むっとして見上げると、壁は少し目を眇め不機嫌丸出しの顔をするが、見ようによっては、泣きそうな顔に見えなくもなかった。
「どこに行ってたの?」
お前は一体、俺のなんだ?
そんな思いが、うんざりと眉を寄せるノアの顔にも浮かぶ。
午前5時。勤務までの短い時間、迅との情事で消耗しきった躰を休ませようと少し早めに戻ってきた。
広い廊下はセキュリティのため、煌々と明りがともされているが、外の薔薇の庭はまだ夜明け前の蒼い静寂に包まれている。
さすがにエリオットもまだ起きてきてはいない。うざったいのは、この目の前に立ちはだかる“ターゲット”の男だけだ。情交の名残を隠しもせず艶めいたため息をつくと、ルドガーの顔が泣く寸前の子供みたいな悲しそうな顔になった。

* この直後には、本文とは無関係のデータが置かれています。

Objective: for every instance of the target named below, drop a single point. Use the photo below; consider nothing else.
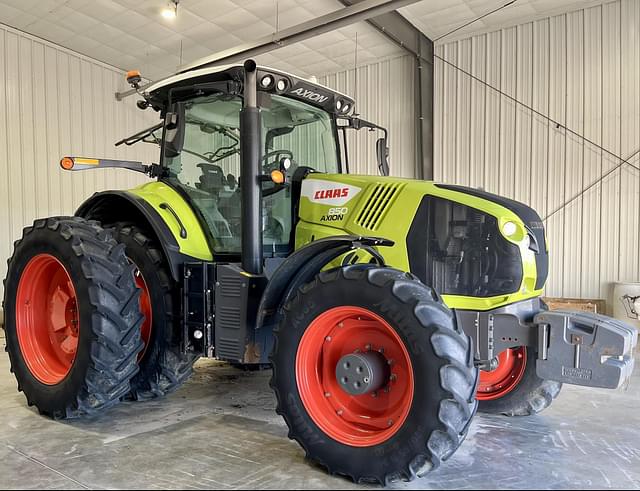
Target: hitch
(587, 349)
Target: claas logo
(331, 193)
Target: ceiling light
(171, 10)
(509, 229)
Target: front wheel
(371, 375)
(514, 388)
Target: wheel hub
(362, 373)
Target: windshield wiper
(142, 136)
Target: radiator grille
(380, 199)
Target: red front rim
(47, 319)
(363, 420)
(506, 377)
(147, 311)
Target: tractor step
(587, 349)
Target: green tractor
(389, 309)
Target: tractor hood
(439, 251)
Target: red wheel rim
(147, 311)
(364, 420)
(506, 377)
(47, 320)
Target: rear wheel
(514, 388)
(163, 366)
(371, 375)
(72, 317)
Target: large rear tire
(72, 321)
(514, 388)
(401, 429)
(163, 366)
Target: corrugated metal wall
(52, 103)
(583, 70)
(384, 95)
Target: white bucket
(626, 303)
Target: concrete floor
(220, 431)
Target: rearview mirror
(382, 153)
(173, 140)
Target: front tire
(72, 321)
(420, 414)
(514, 388)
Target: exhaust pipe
(251, 186)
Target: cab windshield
(208, 167)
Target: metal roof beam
(401, 32)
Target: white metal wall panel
(384, 95)
(54, 102)
(583, 70)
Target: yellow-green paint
(395, 225)
(195, 245)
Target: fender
(304, 264)
(110, 206)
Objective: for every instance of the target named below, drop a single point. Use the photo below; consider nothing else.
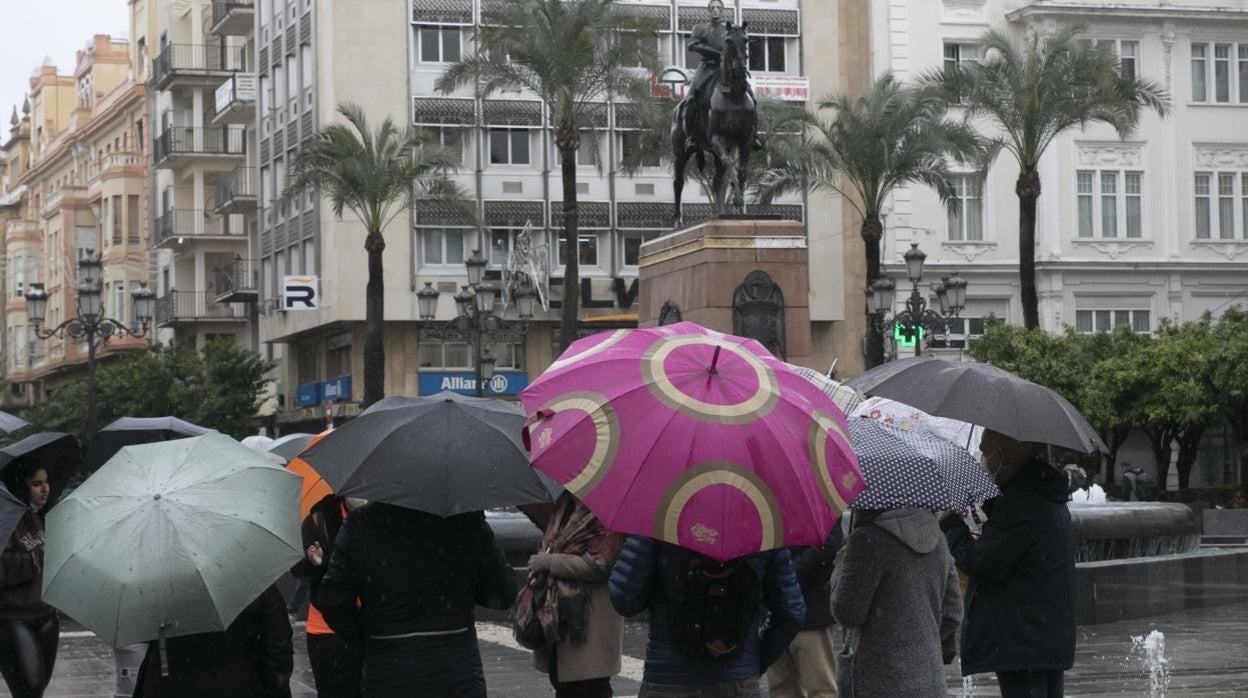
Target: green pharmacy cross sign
(907, 336)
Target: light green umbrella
(171, 538)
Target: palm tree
(574, 55)
(376, 175)
(1035, 90)
(885, 139)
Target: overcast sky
(34, 29)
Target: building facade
(1130, 232)
(75, 180)
(387, 56)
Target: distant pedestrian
(896, 593)
(1021, 601)
(808, 667)
(714, 628)
(29, 628)
(573, 606)
(403, 583)
(251, 658)
(336, 661)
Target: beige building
(75, 179)
(386, 56)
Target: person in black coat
(808, 667)
(403, 583)
(1021, 602)
(252, 658)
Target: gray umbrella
(986, 396)
(10, 423)
(444, 455)
(906, 468)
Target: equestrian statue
(719, 113)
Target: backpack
(714, 607)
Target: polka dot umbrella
(915, 470)
(694, 437)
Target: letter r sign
(300, 292)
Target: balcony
(180, 145)
(184, 307)
(232, 18)
(238, 282)
(236, 191)
(180, 225)
(190, 65)
(236, 100)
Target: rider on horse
(706, 40)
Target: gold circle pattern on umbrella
(699, 478)
(755, 407)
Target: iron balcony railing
(238, 277)
(189, 222)
(182, 306)
(185, 140)
(196, 60)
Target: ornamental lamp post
(90, 324)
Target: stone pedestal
(699, 269)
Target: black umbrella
(132, 431)
(10, 423)
(986, 396)
(444, 455)
(11, 510)
(907, 468)
(58, 453)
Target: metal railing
(189, 222)
(177, 306)
(236, 184)
(186, 140)
(192, 59)
(238, 276)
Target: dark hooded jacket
(252, 658)
(1021, 601)
(647, 577)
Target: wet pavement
(1206, 653)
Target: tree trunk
(872, 232)
(1188, 448)
(568, 140)
(375, 322)
(1027, 189)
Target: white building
(1130, 231)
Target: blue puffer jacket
(644, 580)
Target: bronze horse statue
(723, 120)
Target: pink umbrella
(694, 437)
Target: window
(768, 54)
(1088, 321)
(508, 146)
(1231, 220)
(967, 221)
(957, 54)
(630, 144)
(1110, 202)
(587, 246)
(438, 44)
(1227, 60)
(442, 246)
(632, 242)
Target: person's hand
(539, 562)
(316, 556)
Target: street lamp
(90, 324)
(477, 320)
(916, 317)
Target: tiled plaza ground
(1207, 653)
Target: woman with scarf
(583, 632)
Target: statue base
(702, 269)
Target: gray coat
(896, 593)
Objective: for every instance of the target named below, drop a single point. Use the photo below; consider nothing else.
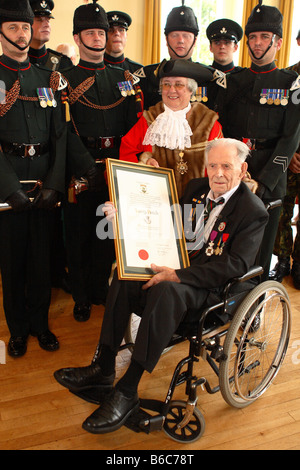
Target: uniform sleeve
(132, 142)
(286, 146)
(55, 178)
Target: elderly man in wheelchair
(234, 222)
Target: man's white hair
(242, 149)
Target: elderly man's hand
(109, 210)
(162, 274)
(295, 163)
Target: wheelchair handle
(273, 204)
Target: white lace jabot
(170, 129)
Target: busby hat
(186, 68)
(182, 19)
(224, 29)
(119, 18)
(91, 15)
(42, 7)
(16, 10)
(264, 18)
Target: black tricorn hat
(16, 10)
(264, 18)
(42, 7)
(182, 19)
(90, 16)
(119, 18)
(224, 29)
(186, 68)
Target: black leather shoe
(47, 341)
(282, 268)
(112, 414)
(17, 346)
(82, 378)
(82, 311)
(296, 275)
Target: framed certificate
(148, 225)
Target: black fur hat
(42, 7)
(16, 10)
(186, 68)
(182, 19)
(264, 18)
(91, 15)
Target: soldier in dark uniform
(32, 148)
(259, 108)
(52, 60)
(285, 247)
(103, 110)
(224, 36)
(119, 23)
(38, 53)
(181, 31)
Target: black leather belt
(260, 144)
(24, 150)
(99, 143)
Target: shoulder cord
(13, 94)
(78, 92)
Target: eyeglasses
(178, 86)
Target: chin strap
(21, 48)
(182, 56)
(95, 49)
(269, 47)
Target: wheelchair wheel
(189, 432)
(255, 344)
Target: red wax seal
(143, 254)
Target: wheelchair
(245, 354)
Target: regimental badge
(182, 167)
(275, 96)
(46, 97)
(126, 88)
(210, 249)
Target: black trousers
(162, 308)
(89, 258)
(25, 269)
(267, 245)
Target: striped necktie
(210, 206)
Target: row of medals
(46, 97)
(277, 97)
(126, 88)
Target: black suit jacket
(242, 220)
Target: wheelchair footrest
(141, 421)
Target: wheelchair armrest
(253, 272)
(271, 205)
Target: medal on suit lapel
(182, 167)
(210, 249)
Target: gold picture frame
(148, 224)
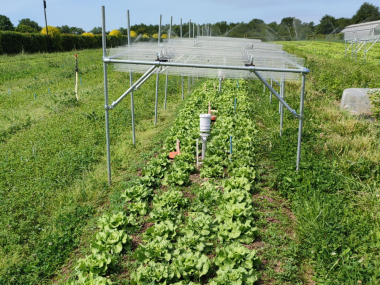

ノアはもう一度ため息をつくと、鼻白んだ顔で青い瞳を見据えた。
「私は今朝まで非番なんです。自分の時間をどう使おうが、私の自由でしょう」
「だからって、外泊するなんて僕は聞いてない」
珍しく感情を荒立てるルドガーに、冷えに冷え切った冷たい視線を向ける。
「どうして、私のプライベートな時間の予定まで、あなたに報告しなければいけないんですか?」
「だって、心配するよ」
「私は、子供ではありませんから。まして、お客様であるあなたに心配して頂く必要はありません」
「必要とかじゃなくて、僕が心配なんだ。だから・・・・」
「あなたに関係ないだろうっ!勝手に俺の心配なんかしないでくれ!!」
ノアの剣幕に言葉を失ったルドガーの身体を押し退け、自分にあてがわれた部屋に向かって早足で歩きだす。外はどんどん青みを消し、薔薇の花の色がわかるくらいに明るくなっている。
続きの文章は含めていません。